La ricerca pionieristica richiede strutture costantemente aggiornate. Per questo motivo il PSI sta pianificando un significativo aggiornamento del suo acceleratore di protoni con il progetto IMPACT. Daniela Kiselev è responsabile del dipartimento Beam Operation and Facility Development del PSI. La fisica è anche a capo del team di gestione del progetto IMPACT. In questa intervista ci parla delle particelle più piccole e dei grandi piani per l'aggiornamento.
Signora Kiselev, il progetto IMPACT è ancora in fase di progettazione. Vorrebbe fare un po' di pubblicità al progetto?
Con IMPACT intendiamo realizzare un potenziamento decisivo di una grande struttura centrale del PSI, ovvero il nostro acceleratore di protoni HIPA. Con l'ampliamento previsto, contribuiremo a mantenere il panorama della ricerca svizzera al livello attuale. IMPACT è quindi di importanza strategica per il PSI. Tuttavia, il Parlamento svizzero deve ancora dare la sua approvazione.
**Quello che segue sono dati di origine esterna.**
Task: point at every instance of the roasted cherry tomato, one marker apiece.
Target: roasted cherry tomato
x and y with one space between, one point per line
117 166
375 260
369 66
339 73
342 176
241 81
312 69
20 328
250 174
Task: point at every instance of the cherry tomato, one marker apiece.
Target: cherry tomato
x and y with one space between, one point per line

Questo è il processo stabilito per i grandi progetti che devono essere finanziati nell'ambito della Roadmap svizzera per le infrastrutture di ricerca.
Abbreviazioni:
HIPA è l'impianto di accelerazione di protoni del PSI. HIPA sta per "High Intensity Proton Accelerator".
IMPACT è un aggiornamento pianificato per HIPA, previsto per il periodo di finanziamento della ricerca a partire dal 2025. IMPACT è l'acronimo di "Isotope and Muon Production with Advanced Cyclotron and Target Technologies". IMPACT prevede due cambiamenti significativi all'HIPA: in primo luogo, la conversione di una parte dell'attuale impianto per muoni e, in secondo luogo, un nuovo impianto per la produzione di isotopi, dove vengono prodotti e studiati i cosiddetti radionuclidi per la terapia e la diagnostica del cancro. Il PSI, l'Università di Zurigo e l'Ospedale universitario di Zurigo sono coinvolti congiuntamente in IMPACT.
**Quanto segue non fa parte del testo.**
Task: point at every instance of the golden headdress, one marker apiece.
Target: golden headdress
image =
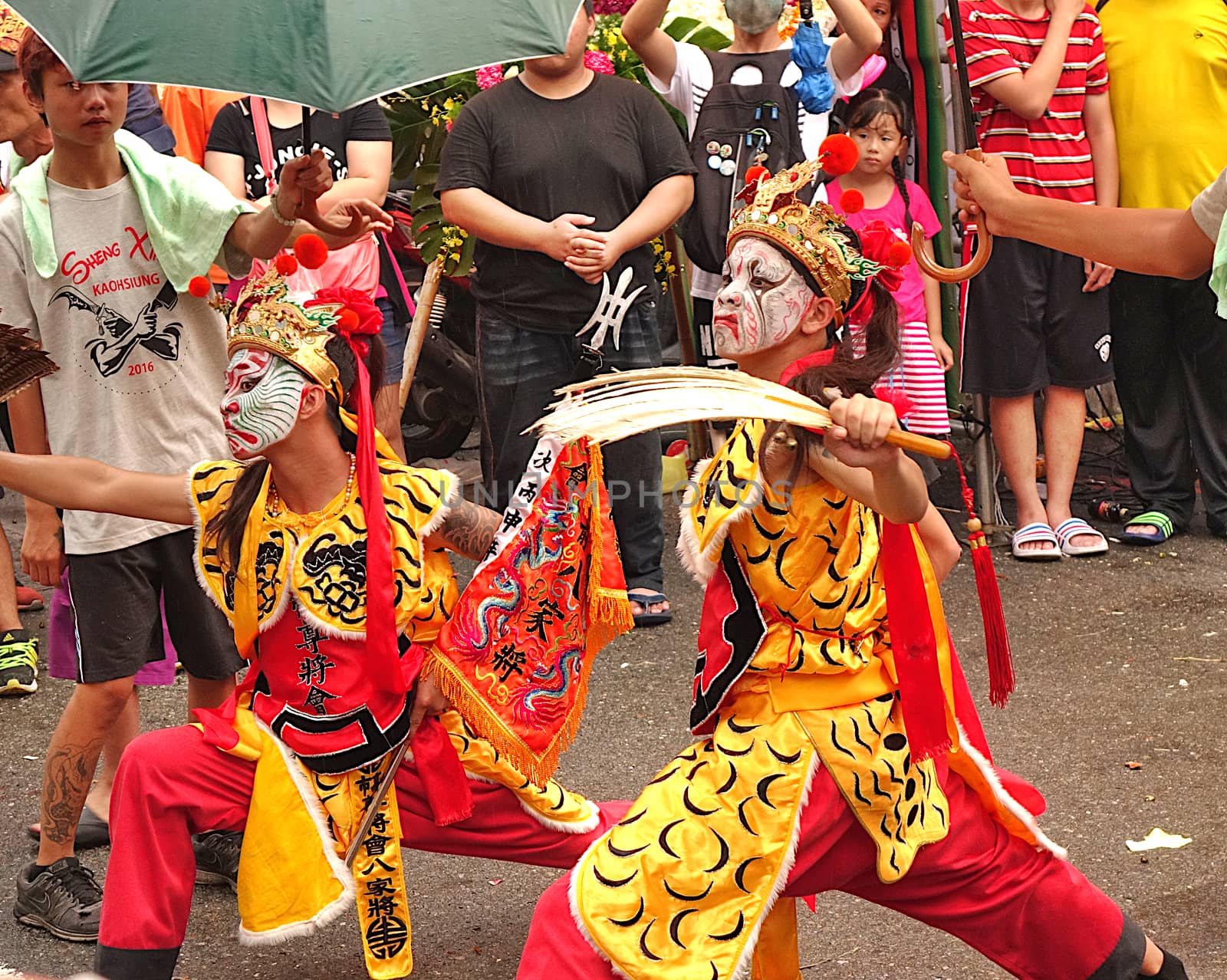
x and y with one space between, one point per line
12 30
268 318
815 235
E IMPACT è già su questa tabella di marcia?
Sì, dall'estate del 2023, quando la Segreteria di Stato per la formazione, la ricerca e l'innovazione (SEFRI) ha pubblicato il messaggio ERI 2025-2028. Il Parlamento svizzero deciderà su questo messaggio ERI alla fine del 2024 e quindi sul finanziamento di IMPACT. Al PSI abbiamo già esperienza di questo processo: tra l'altro, lo abbiamo affrontato con successo per la costruzione del nostro ultimo impianto di ricerca su larga scala SwissFEL e per l'attuale progetto di aggiornamento SLS 2.0 della nostra sorgente di luce di sincrotrone svizzera.
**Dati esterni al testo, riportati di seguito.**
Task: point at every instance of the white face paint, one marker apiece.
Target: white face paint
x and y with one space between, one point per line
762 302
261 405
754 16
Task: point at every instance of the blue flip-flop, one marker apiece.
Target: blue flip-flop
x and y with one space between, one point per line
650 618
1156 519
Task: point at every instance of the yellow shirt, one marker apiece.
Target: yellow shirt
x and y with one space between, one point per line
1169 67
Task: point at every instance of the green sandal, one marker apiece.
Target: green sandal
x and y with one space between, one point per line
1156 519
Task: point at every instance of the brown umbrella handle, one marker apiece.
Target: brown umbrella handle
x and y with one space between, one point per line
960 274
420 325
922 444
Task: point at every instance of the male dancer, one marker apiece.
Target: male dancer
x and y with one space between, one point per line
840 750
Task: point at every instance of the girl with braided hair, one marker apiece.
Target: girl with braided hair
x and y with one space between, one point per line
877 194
Cosa rende l'impianto di accelerazione di protoni HIPA così speciale?
L'HIPA festeggerà il suo 50° anniversario nel febbraio 2024. È giusto dire che la struttura ha permesso di svolgere ricerche all'avanguardia in molte discipline diverse per cinque decenni. Le strutture di queste dimensioni non perdono la loro importanza. Anzi, aumentano di valore se si continua a investire su di esse. È quello che stiamo facendo con l'aggiornamento previsto, tra le altre cose, in modo che l'HIPA possa servire anche le future generazioni di ricercatori. Dopotutto, anche altre strutture simili in tutto il mondo stanno investendo nel futuro e stanno recuperando terreno.
Questo significa che l'HIPA è un leader mondiale?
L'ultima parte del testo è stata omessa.